Professor Ekins has set out a clear map to achieving ‘real zero’ (as opposed to ‘net zero’) carbon dioxide emissions by 2050, and negative emissions thereafter, which he says ‘is the only way to stop human-induced climate change’.
Net zero refers to balancing out greenhouse gas production with offsetting schemes, whereas ‘real zero’ means no carbon is produced at all.
How to stop climate change
In his new book, Stopping Climate Change, Professor Ekins sets out concisely the science, the politics and the possibilities for zero greenhouse gas emissions.
Professor Ekins is Professor of Resources and Environmental Policy at the Institute for Sustainable Resources, University College London (UCL) and as an economist he has consulted businesses and government for decades on economically beneficial climate prevention.

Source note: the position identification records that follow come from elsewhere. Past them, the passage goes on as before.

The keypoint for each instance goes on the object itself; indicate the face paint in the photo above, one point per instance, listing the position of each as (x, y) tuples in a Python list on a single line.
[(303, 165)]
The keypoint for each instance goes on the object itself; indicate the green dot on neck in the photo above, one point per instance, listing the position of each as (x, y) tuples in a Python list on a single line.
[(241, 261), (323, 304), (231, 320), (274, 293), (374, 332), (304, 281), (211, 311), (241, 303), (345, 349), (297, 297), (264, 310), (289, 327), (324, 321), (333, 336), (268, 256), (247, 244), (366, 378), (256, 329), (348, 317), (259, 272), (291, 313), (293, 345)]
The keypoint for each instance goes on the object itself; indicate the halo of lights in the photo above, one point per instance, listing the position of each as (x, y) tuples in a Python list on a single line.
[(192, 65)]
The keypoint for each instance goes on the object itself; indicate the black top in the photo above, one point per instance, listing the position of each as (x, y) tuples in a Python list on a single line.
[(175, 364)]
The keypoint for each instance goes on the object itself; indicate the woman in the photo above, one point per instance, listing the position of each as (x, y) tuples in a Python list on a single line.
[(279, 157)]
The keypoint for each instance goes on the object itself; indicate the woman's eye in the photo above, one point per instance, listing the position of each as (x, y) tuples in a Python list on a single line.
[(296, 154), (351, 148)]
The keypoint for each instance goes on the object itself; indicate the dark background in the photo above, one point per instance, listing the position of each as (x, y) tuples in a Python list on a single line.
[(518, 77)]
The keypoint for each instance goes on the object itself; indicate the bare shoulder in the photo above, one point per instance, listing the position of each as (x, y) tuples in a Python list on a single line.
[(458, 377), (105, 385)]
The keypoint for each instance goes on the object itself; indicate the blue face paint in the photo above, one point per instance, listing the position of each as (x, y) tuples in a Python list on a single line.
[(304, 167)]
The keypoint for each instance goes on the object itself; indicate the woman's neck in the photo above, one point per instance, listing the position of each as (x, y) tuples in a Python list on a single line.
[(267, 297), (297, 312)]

The book covers all aspects of the technology, policy and market developments needed to solve the climate problem, spelling out what is happening and what is not, and what could and should be done to deliver real net zero and genuine climate security.
Professor Ekins explains: “To reach the Paris 1.5oC target the top-level priorities are clear: stop emitting carbon dioxide and methane from the production and burning of fossil fuels, stop deforestation.

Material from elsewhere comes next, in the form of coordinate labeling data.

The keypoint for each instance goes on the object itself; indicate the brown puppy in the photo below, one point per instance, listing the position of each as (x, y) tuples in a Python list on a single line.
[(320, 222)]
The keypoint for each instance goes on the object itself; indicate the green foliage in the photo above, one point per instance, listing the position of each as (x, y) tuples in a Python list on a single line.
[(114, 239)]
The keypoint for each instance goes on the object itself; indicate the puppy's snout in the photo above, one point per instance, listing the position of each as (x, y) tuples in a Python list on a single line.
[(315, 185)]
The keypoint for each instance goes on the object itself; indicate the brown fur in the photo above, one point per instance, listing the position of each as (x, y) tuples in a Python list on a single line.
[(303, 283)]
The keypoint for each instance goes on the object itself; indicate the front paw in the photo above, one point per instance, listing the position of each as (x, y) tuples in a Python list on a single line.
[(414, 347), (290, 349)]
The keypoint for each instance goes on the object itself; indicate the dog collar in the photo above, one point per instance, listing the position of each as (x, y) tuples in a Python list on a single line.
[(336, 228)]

“We must start removing carbon dioxide from the atmosphere at scale, by sequestering it underground, and in land (in new forests and in soils) and the oceans.”
What are the obstacles?
Ekins also identifies the major obstacles to stopping climate change, including the fossil fuel industry and governments that continue to subsidize fossil fuels.

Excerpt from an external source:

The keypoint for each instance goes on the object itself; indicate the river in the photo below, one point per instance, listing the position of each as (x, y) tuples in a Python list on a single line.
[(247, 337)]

He says: “The fossil fuel industry is determined to produce far more oil and gas than is consistent with the Paris 1.5oC target, and uses its huge power for systematic misinformation and lobbying.”
Ekins also criticizes the ‘voluntary carbon market’, whereby some companies pay other companies to buy ‘carbon offsets’ that do not sequester carbon in order to keep on emitting themselves.
“There is a lot of misinformation out there, with politicians who believe (wrongly) that the transition to low-carbon energy will make the ‘cost of living’ crisis worse for their citizens, and members of the public who think that switching to no or low carbon alternatives will leave them out-of-pocket.
“It’s up to governments to correct this false narrative,” he argues, “but some, like the UK Government, actually seem to have bought into that narrative”.
He also suggests governments should further incentivize investment by the private sector in low-carbon infrastructure and halt continuing investment in high-carbon infrastructure, including new oil and gas licenses and coal mines.
Ekins cites Cambridge Econometrics assessment that achieving the UK’s 2050 net- zero target would lead to an increase in UK GDP of 2% by 2030 and 3% by 2050, and adds: “In the light of such evidence it is remarkable that the myth persists that decarbonization in general, and UK decarbonization in particular, will be unaffordable.”
Professor Ekins gives a realistic assessment of the widespread changes that are needed, from investing in energy efficiency in buildings, transport and industry to accelerating the deployment of renewables, especially in developing and emerging economies.
“Removal of the obstacles to decarbonization is critical and urgent, and there is no reason why it couldn’t be addressed right away. For example, creating an electricity grid that can accommodate a high share of variable and intermittent renewables must happen at speed,” he explains.
He also outlines a series of economic actions including incentivizing lower-meat diets where current diets are bad for health and providing appropriate incentives for farmers to produce ecosystem services as well as food.
“Clearly governments need to introduce policy mixes to achieve these objectives involving economic instruments (e.g. taxes and subsidies), regulation, information measures and innovation support, while ensuring that those on low incomes are not adversely affected,” he explains.